We tried several types of curtains that wouldn’t show the poo stains and were hard to rip. They became a strangling hazard because he would try and wrap them around his neck and hang from them – not a pleasant sight for a parent to find. We installed industrial strength curtain rods and holders – he broke them while swinging from them to try and kick the windows out. Should I have left curtains in there so he could hurt himself?
He shreds paper to calm himself, to distract himself from pain, to avoid having to interact with anyone, and because he likes to make it snow by throwing paper everywhere. He often objects to us cleaning up the paper because he likes having it messy. We have reached a compromise – I let him shred to his heart’s content in his room, and he lets me enjoy a relatively paper free environment in the rest of the house. We still clean up the paper in his room every day, and give it a thorough scrubbing when he’s urinated or defecated on it. Yet I am a bad parent for letting him soothe himself this way, and not being there to clean up every shred of paper as it hits the floor apparently.
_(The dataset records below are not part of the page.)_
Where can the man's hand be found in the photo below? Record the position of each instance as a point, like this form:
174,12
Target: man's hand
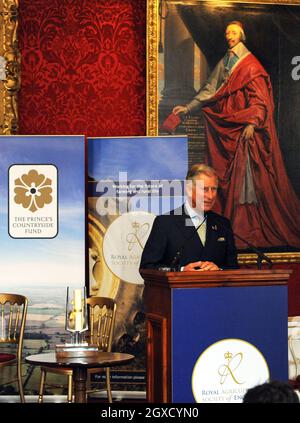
180,109
247,133
201,266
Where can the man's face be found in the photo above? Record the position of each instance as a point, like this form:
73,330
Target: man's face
202,193
233,35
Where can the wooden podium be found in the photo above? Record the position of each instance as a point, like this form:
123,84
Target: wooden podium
188,311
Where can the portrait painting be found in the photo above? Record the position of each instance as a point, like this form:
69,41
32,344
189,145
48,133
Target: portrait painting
227,75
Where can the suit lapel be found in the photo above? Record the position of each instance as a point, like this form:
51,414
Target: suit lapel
211,234
185,224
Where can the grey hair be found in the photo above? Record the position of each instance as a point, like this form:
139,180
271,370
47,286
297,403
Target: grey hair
200,169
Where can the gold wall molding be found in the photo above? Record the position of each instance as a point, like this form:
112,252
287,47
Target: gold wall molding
9,87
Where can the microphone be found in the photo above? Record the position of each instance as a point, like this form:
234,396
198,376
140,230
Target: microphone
260,255
174,264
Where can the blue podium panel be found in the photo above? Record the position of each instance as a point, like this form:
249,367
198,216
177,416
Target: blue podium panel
225,340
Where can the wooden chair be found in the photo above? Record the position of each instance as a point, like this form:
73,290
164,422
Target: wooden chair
102,316
13,312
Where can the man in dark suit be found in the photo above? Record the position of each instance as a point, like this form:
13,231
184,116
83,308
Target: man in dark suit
174,240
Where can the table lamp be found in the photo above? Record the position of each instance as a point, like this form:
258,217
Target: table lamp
76,314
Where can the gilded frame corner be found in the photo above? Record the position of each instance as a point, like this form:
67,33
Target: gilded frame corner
152,91
10,82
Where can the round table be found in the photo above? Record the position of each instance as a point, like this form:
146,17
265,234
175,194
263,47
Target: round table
79,365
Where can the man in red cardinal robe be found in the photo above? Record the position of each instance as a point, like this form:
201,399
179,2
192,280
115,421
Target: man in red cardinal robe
243,148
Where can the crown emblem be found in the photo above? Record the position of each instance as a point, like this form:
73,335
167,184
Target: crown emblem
228,355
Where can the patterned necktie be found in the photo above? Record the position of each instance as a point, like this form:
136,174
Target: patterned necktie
202,231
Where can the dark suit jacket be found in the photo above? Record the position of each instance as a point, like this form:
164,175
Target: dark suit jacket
171,233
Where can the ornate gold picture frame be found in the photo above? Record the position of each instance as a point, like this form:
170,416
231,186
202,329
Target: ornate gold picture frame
157,12
9,67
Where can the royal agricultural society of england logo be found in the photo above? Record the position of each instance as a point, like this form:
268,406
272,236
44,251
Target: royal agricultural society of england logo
33,205
226,370
123,244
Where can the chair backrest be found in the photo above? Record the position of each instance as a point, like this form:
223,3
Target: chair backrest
102,317
13,312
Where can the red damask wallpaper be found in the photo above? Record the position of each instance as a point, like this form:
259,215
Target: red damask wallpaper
83,67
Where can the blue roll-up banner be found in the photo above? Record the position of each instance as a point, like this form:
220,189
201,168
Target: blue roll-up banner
42,234
131,180
226,340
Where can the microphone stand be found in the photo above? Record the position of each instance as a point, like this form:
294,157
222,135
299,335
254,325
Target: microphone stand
260,256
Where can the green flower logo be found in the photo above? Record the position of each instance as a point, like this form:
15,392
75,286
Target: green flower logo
33,190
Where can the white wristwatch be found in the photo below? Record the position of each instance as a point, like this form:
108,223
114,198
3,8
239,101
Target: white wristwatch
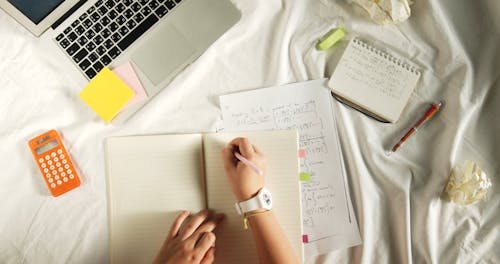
263,200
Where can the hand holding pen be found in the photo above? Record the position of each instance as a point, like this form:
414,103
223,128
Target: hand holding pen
245,166
433,109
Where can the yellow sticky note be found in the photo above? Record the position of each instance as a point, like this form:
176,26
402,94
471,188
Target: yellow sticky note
106,94
305,176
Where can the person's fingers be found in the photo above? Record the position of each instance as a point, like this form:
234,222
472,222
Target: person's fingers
209,256
206,242
244,147
179,219
228,158
188,228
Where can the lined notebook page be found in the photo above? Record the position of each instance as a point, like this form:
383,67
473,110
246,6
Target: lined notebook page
280,148
150,179
374,80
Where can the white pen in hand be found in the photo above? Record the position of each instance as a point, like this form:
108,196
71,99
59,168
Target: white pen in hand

During mad moments, he would pick up his furniture and hurl it at the window, at the walls, at the door and at anybody who was there. He hurt himself several times doing that. Was I wrong for removing the things that he would hurt himself with, leaving him with only one piece of furniture in there?
He has come out of his room at night while we were asleep, opened the dishwasher and smashed drinking glasses on the floor, to subsequently walk over them. He has absconded numerous times, easily climbing any of the fencing solutions we rigged up, and played on the road, or gone missing. Yet I am a monster for having a lock on our doors.
Attending school for nearly two years traumatized him, to the point that he adamantly showed us that he did not want to be anywhere near his school. Apparently I should have left him there for his benefit.
We tried medications: they constipated him to the point that he could not urinate, they made him slam his head repeatedly into the floor, they made him hurt himself to an extent I had never seen before, they stopped him from sleeping for 29 hours, and increased his anxiety hugely. Yet I am blamed for “pulling him off his meds”.
I am doing the absolute best that I am physically, mentally and emotionally capable of doing for my son, my other children, my husband and myself. I know there may be people out there who have a greater capacity for these things than I do, but they do not live here. They are not here to wipe the tears, to calm the anxiety, to clean up the mess, and to try and hold a family together, that has been subjected to what ‘the public’ would never, ever understand, unless we bring it out in the open.
Am I happy to have shown my son in a state where he was not capable of controlling himself? No. Do I like showing pictures of him naked or semi-naked where anybody can see him? No. Am I glad that I have exposed our messy, chaotic home for the world to see? Absolutely not. Would I have done it if we had received sufficient help and support anytime during the two years we have been asking for it? No way.